Gather Together in My Name

Summary: Gather Together in My Name (1974) is a memoir by American writer and poet Maya Angelou. It is the second book in Angelou’s series of seven autobiographies. The book begins immediately following the events described in I Know Why the Caged Bird Sings, and follows Angelou, called Rita, from the ages of 17 to 19. Written three years after Caged Bird, the book depicts a single mother’s slide down the social ladder into poverty and crime. The title of the book is taken from the Bible, but it also conveys how one black female lived in the white-dominated society of the U.S. following the Second World War.

I Know Why the Caged Bird Sings

Summary: A black woman recalls the anguish of her childhood in Arkansas and her adolescence in the northern slums.

Just Give Me a Cool Drink of Water ‘Fore I Diiie

Summary: Diiie is made up of two sections of 38 poems. The 20 poems in the first section, “Where Love is a Scream of Anguish”, center on love. Many of the poems in this section and the next are structured like blues and jazz music, and have universal themes of love and loss. The eighteen poems in the second section, “Just Before the World Ends”, focus on the experience of the survival of African Americans despite living in a society dominated by whites.

Singin’ and Swingin’ and Gettin’ Merry Like Christmas

Summary: Singin’ and Swingin’ and Gettin’ Merry like Christmas is the third book of Maya Angelou’s seven-volume autobiography series. Set between 1949 and 1955, the book spans Angelou’s early twenties. In this volume, Angelou describes her struggles to support her young son, form meaningful relationships, and forge a successful career in the entertainment world. The work’s 1976 publication was the first time an African-American woman had expanded her life story into a third volume.

The Heart of a Woman

Summary: The Heart of a Woman recounts events in Angelou’s life between 1957 and 1962 and follows her travels to California, New York City, Cairo, and Ghana as she raises her teenage son, becomes a published author, becomes active in the civil rights movement, and becomes romantically involved with a South African anti-apartheid fighter. One of the most important themes of The Heart of a Woman is motherhood, as Angelou continues to raise her son. The book ends with her son leaving for college and Angelou looking forward to newfound independence and freedom.

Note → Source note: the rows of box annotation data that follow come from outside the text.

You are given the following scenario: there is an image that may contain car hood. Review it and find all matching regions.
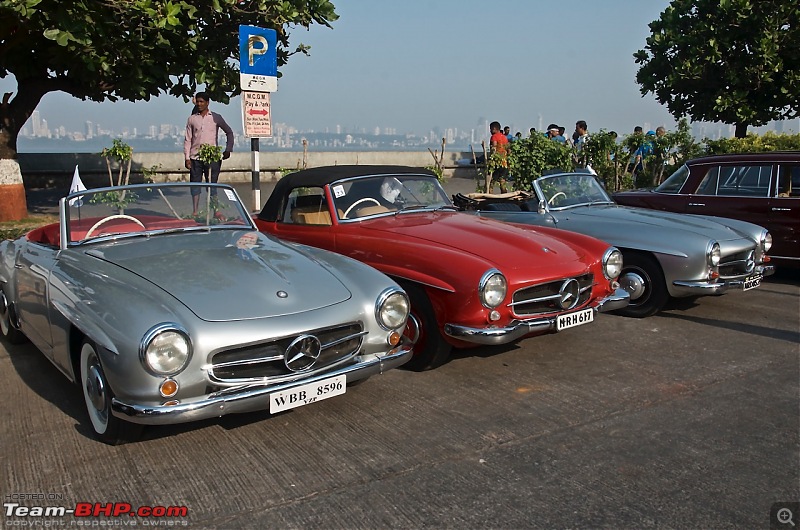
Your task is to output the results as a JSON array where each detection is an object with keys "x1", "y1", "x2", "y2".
[
  {"x1": 551, "y1": 204, "x2": 746, "y2": 244},
  {"x1": 361, "y1": 212, "x2": 586, "y2": 270},
  {"x1": 86, "y1": 230, "x2": 352, "y2": 321}
]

Wouldn’t Take Nothing for My Journey Now

Summary: Maya Angelou, one of the best-loved authors of our time, shares the wisdom of a remarkable life in this best-selling spiritual classic. This is Maya Angelou talking from the heart, down to earth and real, but also inspiring. This is a book to treasured, a book about being in all ways a woman, about living well, about the power of the word, and about the power do spirituality to move and shape your life. Passionate, lively, and lyrical, Maya Angelou’s latest unforgettable work offers a gem of truth on every page.